She nodded on the other side of the mirror. “I’ve already told you that you’re good in there. All of you in Potterwatch, really. You don’t just inform people, which would pretty much be just breaking bad news to them. You entertain them – that’s important, now more than ever.”
He grinned. “Well, I always love to hear a compliment, especially from such a pretty source. Now I’m sort of wishing it was tomorrow already.”
“And why would that be?”
“Because if it was tomorrow, by this time I’d have my lovely wife right here, just at hand for me to kiss as thanks for the compliments she’s sending my way,” he replied.
“But if it was tomorrow, the broadcast would’ve been a day ago, so I wouldn’t be complimenting you for it since it’d be old news,” she pointed out.
He chuckled. “Oh, I’m sure I’d find a way or two to get a compliment out of you,” he stated.
He saw her smiling – he couldn’t wait to see her smiling at him in person again. One day, he told himself. Just one day before she and Izzy got home for Easter Break. Then he could kiss her all he wanted.
“Why am I not surprised you think so?” she replied. “Now, changing subjects before your ego grows further, where are my babies?”
“Upstairs, splashing in their bath. Lulu banned me from the bathroom – said it was idiotic for me to even offer a hand when I know they’ll get me wet from head to toe and Remus will be getting here any time now so we can head off to handle his monthly problem,” he explained.
“Well, she does have a point,” Mia stated. “Has that menace you somehow convinced me in a moment of weakness to let you give our son for his birthday broken yet?”
Sirius raised his eyebrows. “If by ‘menace’ you mean his spectacular new toy broom, then no, it’s still perfectly fine. You should see the kid ridding it – he’s going to be a star. He’s been training some moves to show you.”
“Please tell me it’s nothing dangerous.”
“How could it possibly be dangerous? The thing flies little more than three feet over the floor and I have the whole room, from floor to walls, covered with cushioning charms when he’s playing with it,” he assured her. “Trust me, it’s perfectly fine – I wouldn’t let him play with the broomstick if it wasn’t.”
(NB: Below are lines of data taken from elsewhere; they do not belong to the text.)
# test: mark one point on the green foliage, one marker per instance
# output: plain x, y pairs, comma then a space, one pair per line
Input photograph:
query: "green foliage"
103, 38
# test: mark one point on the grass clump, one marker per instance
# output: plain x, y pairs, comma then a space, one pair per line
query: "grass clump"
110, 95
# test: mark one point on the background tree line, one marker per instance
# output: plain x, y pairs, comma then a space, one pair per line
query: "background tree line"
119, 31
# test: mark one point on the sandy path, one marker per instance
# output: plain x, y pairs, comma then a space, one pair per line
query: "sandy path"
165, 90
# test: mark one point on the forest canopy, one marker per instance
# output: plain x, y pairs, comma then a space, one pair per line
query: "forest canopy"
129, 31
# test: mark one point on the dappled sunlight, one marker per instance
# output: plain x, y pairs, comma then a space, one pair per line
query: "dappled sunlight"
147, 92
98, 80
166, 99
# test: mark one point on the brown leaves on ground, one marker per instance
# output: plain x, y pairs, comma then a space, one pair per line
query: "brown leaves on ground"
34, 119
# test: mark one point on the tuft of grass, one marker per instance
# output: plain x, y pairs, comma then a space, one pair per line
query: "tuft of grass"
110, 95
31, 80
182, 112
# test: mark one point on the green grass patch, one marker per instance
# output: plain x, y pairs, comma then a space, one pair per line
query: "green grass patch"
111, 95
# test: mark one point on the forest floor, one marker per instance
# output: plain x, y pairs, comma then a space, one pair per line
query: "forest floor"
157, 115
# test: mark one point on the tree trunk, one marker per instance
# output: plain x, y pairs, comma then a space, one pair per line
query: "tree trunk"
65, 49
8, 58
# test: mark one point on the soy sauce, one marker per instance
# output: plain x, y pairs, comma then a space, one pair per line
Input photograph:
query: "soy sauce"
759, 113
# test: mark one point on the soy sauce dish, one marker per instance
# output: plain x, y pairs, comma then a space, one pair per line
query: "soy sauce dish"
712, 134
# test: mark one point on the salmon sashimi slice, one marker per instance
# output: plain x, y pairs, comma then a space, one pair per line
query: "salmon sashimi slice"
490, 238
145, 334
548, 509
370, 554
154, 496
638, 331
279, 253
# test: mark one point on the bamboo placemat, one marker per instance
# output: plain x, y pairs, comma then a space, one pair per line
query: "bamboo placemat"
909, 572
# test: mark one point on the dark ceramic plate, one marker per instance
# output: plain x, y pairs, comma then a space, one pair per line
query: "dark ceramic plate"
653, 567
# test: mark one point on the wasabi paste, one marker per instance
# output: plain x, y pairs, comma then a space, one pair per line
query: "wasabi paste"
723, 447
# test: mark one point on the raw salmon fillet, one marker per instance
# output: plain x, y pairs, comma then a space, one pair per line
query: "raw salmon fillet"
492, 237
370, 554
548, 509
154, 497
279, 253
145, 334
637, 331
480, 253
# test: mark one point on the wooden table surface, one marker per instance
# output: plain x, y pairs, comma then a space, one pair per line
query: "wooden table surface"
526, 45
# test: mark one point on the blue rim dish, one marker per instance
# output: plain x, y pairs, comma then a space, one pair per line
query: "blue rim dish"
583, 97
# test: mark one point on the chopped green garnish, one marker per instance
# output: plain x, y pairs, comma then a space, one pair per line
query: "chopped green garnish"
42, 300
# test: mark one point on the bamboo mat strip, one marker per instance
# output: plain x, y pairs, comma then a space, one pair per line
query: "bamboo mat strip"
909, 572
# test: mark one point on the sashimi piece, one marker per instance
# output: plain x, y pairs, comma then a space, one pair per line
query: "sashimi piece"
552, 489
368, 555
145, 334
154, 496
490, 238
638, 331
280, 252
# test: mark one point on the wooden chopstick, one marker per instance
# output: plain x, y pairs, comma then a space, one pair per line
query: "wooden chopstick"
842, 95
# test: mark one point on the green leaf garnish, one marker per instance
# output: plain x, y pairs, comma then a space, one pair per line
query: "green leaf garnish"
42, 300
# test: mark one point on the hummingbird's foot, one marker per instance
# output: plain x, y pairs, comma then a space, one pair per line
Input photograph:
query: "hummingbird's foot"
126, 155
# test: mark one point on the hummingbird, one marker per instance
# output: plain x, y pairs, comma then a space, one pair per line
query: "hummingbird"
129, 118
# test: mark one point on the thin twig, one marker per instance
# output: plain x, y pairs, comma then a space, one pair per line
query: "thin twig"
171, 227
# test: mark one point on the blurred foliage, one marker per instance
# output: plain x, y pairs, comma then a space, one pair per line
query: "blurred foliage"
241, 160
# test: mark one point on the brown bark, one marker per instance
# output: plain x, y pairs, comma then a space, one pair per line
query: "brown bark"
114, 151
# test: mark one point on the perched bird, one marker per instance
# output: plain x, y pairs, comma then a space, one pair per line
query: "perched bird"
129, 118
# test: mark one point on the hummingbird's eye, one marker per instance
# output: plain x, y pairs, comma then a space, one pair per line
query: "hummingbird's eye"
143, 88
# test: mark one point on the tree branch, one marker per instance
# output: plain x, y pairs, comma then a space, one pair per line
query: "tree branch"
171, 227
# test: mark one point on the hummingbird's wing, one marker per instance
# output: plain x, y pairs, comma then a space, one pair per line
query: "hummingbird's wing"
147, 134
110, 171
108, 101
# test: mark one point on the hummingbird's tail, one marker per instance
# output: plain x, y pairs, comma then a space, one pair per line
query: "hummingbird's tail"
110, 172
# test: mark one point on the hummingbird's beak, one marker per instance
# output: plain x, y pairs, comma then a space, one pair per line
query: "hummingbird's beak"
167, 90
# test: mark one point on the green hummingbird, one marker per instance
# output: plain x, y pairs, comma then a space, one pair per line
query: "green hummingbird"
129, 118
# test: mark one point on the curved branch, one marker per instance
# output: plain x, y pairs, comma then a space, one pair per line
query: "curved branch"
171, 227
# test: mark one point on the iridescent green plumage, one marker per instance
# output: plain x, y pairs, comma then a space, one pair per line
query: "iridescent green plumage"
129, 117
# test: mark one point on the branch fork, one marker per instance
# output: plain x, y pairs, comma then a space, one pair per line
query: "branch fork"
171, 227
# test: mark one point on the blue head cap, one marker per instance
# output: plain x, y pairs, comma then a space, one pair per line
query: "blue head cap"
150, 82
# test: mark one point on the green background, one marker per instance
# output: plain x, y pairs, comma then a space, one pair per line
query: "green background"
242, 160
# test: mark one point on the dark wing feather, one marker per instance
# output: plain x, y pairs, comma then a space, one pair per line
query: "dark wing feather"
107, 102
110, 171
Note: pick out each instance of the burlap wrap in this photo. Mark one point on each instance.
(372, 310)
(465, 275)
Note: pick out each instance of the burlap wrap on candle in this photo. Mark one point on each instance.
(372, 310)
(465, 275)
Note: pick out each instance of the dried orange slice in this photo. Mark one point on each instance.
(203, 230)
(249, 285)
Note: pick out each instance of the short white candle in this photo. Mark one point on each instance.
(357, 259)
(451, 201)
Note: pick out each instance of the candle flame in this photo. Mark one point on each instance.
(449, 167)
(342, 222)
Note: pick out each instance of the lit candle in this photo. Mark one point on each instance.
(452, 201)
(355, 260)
Mia sighed. She knew it, of course. The one thing he never took risks on, was their kids’ safety. “And Mary? How’s is her walking going?”
“As is should. She gets up, she takes a few steps, she falls on her bum. Then she gets up again, takes some more steps and falls again. Honestly, I think she does find falling funny – it’s probably the cushioning charms. Even Alex throws himself on the floor just for kicks sometimes – says it’s like falling on a cloud,” Sirius informed her.
She chuckled. “I still can’t help but feel a little bit suspicious that I just happened to be around for both her first word and her first steps, Sirius. Feels like a little bit of a long shot when I’m away most of the time, Sirius.”
“Hey, that’s the version I’m sticking with,” he stated firmly. She was right, of course, although she’d never catch him admitting that. He knew what it felt like knowing one had missed most of their child’s milestones – he still felt bad for it sometimes when Izzy was around –, so he wasn’t about to let Mia feel the same way.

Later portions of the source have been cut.